End to end, a two-shard cohort in which each shard loads only its own layers reproduces the single-machine model’s output to a relative difference of about 1e-5.
Paid per slice, on-chain
Settlement is a single cohort settle: each shard is paid for its slice under a conservation invariant, the per-shard amounts must sum to the provider’s share, so a release can never exceed the request’s fee. A non-conserving split is rejected on-chain with no funds moved.
A topology, not a tier
Split inference is a serving topology, orthogonal to the trust tiers. It composes with both: a cohort’s guarantee follows the tier of its shards, a cohort of Verified shards is Verified, a cohort of Confidential shards is Confidential. See How verification works for the per-segment audit it builds on.
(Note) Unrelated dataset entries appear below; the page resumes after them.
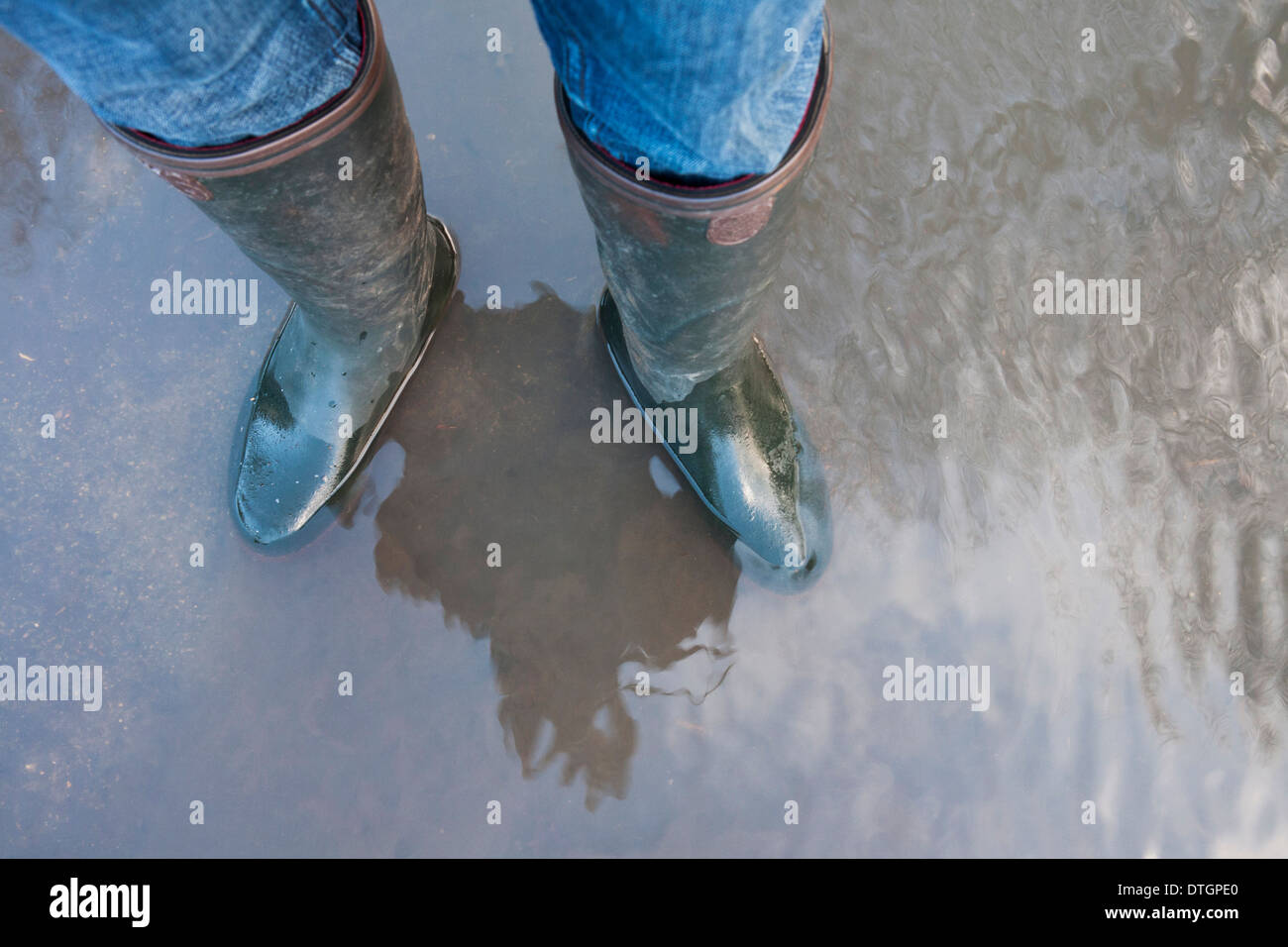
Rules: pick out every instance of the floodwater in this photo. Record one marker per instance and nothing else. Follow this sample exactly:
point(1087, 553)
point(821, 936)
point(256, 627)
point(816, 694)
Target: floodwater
point(1151, 684)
It composes the whole stack
Split inference is not a bolt-on. It is the capstone that falls out of everything else OGONG already does:
- the zero-bond result removes the per-shard capital barrier, so a cohort of casual nodes is even possible,
- cheap per-segment verification catches a lying shard for a fraction of its compute,
- signed boundary commitments localize a cheat to the one node that produced it,
- the router assembles the cohort and on-chain cohort settlement pays each shard its slice under a conservation invariant.
Each of those was built for serving a whole model on one machine. Put together, they let a crowd of ordinary GPUs serve a model none of them could run alone, which is why it’s a headline capability rather than a feature.